New Delhi: Deep neural networks – a technology which has been in the works for over a decade and provides crucial insights into how human beings perceive things – evolved a bit further as researchers found some fascinating new facts.
A team of researchers at the Centre for Neuroscience (CNS) at the Indian Institute of Science (IISc) recently conducted a study to compare the visual perception of the deep neural networks to that of humans.
They found that the deep networks are capable of seeing the very objects humans see, they just see it ‘differently’.
What are deep neural networks?
Deep neural networks are machine learning systems inspired by the network of brain cells or neurons in the human brain, which can be trained to perform specific tasks.
These networks have played a pivotal role in helping scientists understand how our brains perceive the things that we see.
Although deep networks have evolved significantly over the past decade, they are still nowhere close to performing as well as the human brain in perceiving visual cues.
How do deep networks act differently from humans?
A team led by SP Arun, Associate Professor at CNS, studied 13 different perceptual effects and uncovered previously unknown qualitative differences between deep networks and the human brain.
“Lots of studies have been showing similarities between deep networks and brains, but no one has really looked at systematic differences,” said Arun, who is the senior author of the study.

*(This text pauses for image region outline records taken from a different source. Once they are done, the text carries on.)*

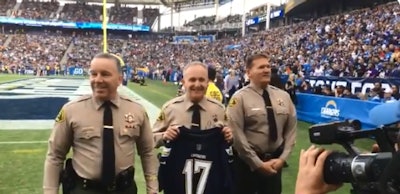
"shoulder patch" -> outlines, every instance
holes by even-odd
[[[232,98],[229,100],[228,106],[229,106],[229,107],[234,107],[234,106],[236,106],[237,103],[238,103],[238,98],[237,98],[237,97],[232,97]]]
[[[183,98],[176,98],[176,99],[173,99],[172,101],[171,101],[171,104],[177,104],[177,103],[181,103],[181,102],[183,102],[184,100],[183,100]]]
[[[211,102],[211,103],[214,103],[214,104],[216,104],[216,105],[218,105],[218,106],[220,106],[222,108],[225,108],[225,106],[221,102],[219,102],[218,100],[215,100],[214,98],[208,98],[207,97],[207,101]]]
[[[56,117],[56,122],[61,123],[63,121],[65,121],[65,113],[64,113],[64,109],[61,109]]]
[[[130,101],[130,102],[135,102],[135,101],[134,101],[132,98],[129,98],[128,96],[119,95],[119,97],[120,97],[121,99],[124,99],[124,100]]]
[[[88,100],[88,99],[90,99],[90,98],[92,98],[92,95],[83,95],[83,96],[77,98],[77,99],[74,100],[74,101],[75,101],[75,102],[81,102],[81,101],[84,101],[84,100]]]
[[[160,114],[157,117],[157,121],[163,121],[163,120],[165,120],[165,113],[164,110],[161,110]]]
[[[275,86],[272,86],[272,85],[270,85],[269,86],[271,89],[273,89],[273,90],[278,90],[279,88],[277,88],[277,87],[275,87]]]

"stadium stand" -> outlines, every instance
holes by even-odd
[[[35,10],[40,12],[42,6],[37,6]],[[137,9],[120,9],[124,11],[111,12],[111,19],[115,22],[129,23],[131,17],[139,17]],[[46,13],[48,17],[54,12],[54,9],[49,10]],[[152,77],[157,78],[160,75],[168,77],[171,71],[180,69],[190,60],[203,60],[207,64],[213,64],[223,74],[234,69],[242,75],[245,56],[253,52],[268,52],[279,74],[295,75],[290,81],[300,91],[315,92],[304,80],[305,76],[400,77],[399,13],[398,3],[389,2],[310,20],[303,19],[301,22],[292,22],[290,25],[253,33],[243,38],[239,37],[240,33],[216,32],[219,37],[223,34],[222,37],[225,38],[210,43],[189,41],[176,45],[170,42],[170,35],[162,34],[131,34],[130,38],[126,38],[126,35],[123,38],[111,35],[109,49],[110,52],[123,53],[127,64],[148,68],[150,75],[156,74],[158,76]],[[147,18],[144,23],[151,24],[158,14],[158,9],[144,8],[143,18]],[[31,17],[30,15],[35,14],[27,15]],[[66,4],[60,19],[99,21],[100,15],[99,6]],[[236,23],[240,20],[240,15],[228,16],[217,23],[215,16],[199,17],[188,22],[186,26]],[[27,33],[13,35],[9,49],[2,54],[2,66],[23,64],[41,68],[59,64],[65,68],[87,67],[91,56],[102,47],[101,36],[93,33],[83,33],[74,38],[52,34],[52,41],[46,41],[43,35]],[[5,35],[0,36],[1,42],[6,40]],[[227,47],[229,45],[233,45],[233,49]],[[38,60],[32,61],[32,56]],[[66,60],[62,60],[64,56]]]

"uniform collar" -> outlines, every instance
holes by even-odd
[[[254,85],[253,83],[249,84],[249,87],[256,91],[258,94],[262,95],[264,93],[264,90],[267,90],[269,92],[269,85],[266,88],[260,88],[259,86]]]
[[[200,108],[203,110],[204,110],[204,107],[206,106],[206,101],[207,101],[207,98],[206,98],[206,96],[204,96],[203,99],[201,99],[200,102],[198,103],[200,105]],[[189,108],[191,108],[194,104],[192,101],[190,101],[190,99],[187,95],[185,95],[185,97],[184,97],[184,102],[185,102],[185,110],[189,110]]]
[[[112,99],[112,100],[110,100],[110,101],[111,101],[111,103],[112,103],[115,107],[119,108],[119,105],[120,105],[120,96],[119,96],[118,94],[115,96],[115,99]],[[92,96],[92,102],[93,102],[93,105],[94,105],[94,107],[95,107],[96,110],[99,110],[99,109],[101,108],[101,106],[103,105],[103,103],[104,103],[104,101],[97,100],[97,99],[94,98],[93,96]]]

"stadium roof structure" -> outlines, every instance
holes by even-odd
[[[86,2],[102,3],[103,0],[84,0]],[[188,0],[107,0],[108,3],[119,2],[121,4],[136,4],[136,5],[164,5],[170,7],[172,3],[180,3]]]

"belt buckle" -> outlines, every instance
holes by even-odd
[[[107,191],[108,191],[108,192],[110,192],[110,191],[115,191],[116,188],[117,188],[117,186],[116,186],[116,184],[115,184],[115,181],[113,181],[110,185],[107,185]]]

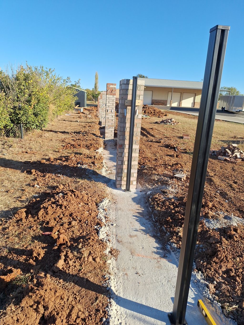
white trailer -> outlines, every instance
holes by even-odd
[[[219,107],[221,110],[244,111],[244,96],[221,96]]]

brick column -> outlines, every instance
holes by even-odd
[[[102,93],[101,93],[99,96],[99,122],[101,122],[102,119],[101,119],[101,112],[102,111]]]
[[[99,100],[100,100],[100,95],[98,96],[98,98],[97,99],[97,115],[98,116],[100,116],[100,107],[99,107]]]
[[[100,118],[102,126],[105,126],[106,108],[106,92],[102,91],[101,93],[101,99],[100,101]]]
[[[116,84],[107,84],[105,121],[105,140],[114,138],[116,96]]]
[[[119,84],[119,115],[116,155],[116,171],[115,181],[117,188],[126,188],[127,173],[127,161],[131,107],[126,106],[125,100],[131,99],[132,80],[123,79]],[[142,124],[144,81],[137,81],[136,99],[140,101],[140,106],[136,106],[135,116],[132,163],[130,178],[130,188],[135,188],[137,176],[137,167],[139,155],[139,143]]]

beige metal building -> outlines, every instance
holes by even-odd
[[[145,81],[143,104],[199,107],[203,83],[200,81],[139,78]]]

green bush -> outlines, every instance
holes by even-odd
[[[74,107],[69,78],[54,70],[27,65],[16,71],[0,71],[0,133],[11,134],[21,123],[27,131],[45,127],[49,120]]]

“Identifying these differences can push us closer to making these networks more brain-like,” he added.
Key findings of the study:
1. Deep networks exhibited the Thatcher effect which humans do too. The Thatcher effect is a phenomenon where humans find it easier to recognize local feature changes in an upright image, but this becomes difficult when the image is flipped upside-down.
2. Mirror confusion: To humans, mirror reflections along the vertical axis appear more similar than those along the horizontal axis. The researchers found that deep networks also show stronger mirror confusion for vertical compared to horizontally reflected images.
3. Another phenomenon peculiar to the human brain is that it focuses on coarser details first. This is known as the global advantage effect. For example, when presented with an image of a face, humans first look at the face as a whole, and then focus on finer details like the eyes, nose, mouth, and so on.
“Surprisingly, neural networks showed a local advantage,” said Georgin Jacob, first author and Ph.D. student at CNS. This means that unlike the brain, the networks focus on the finer details of an image first.
Therefore, even though these neural networks and the human brain carry out the same object recognition tasks, the steps followed by the two are very different, concluded the study.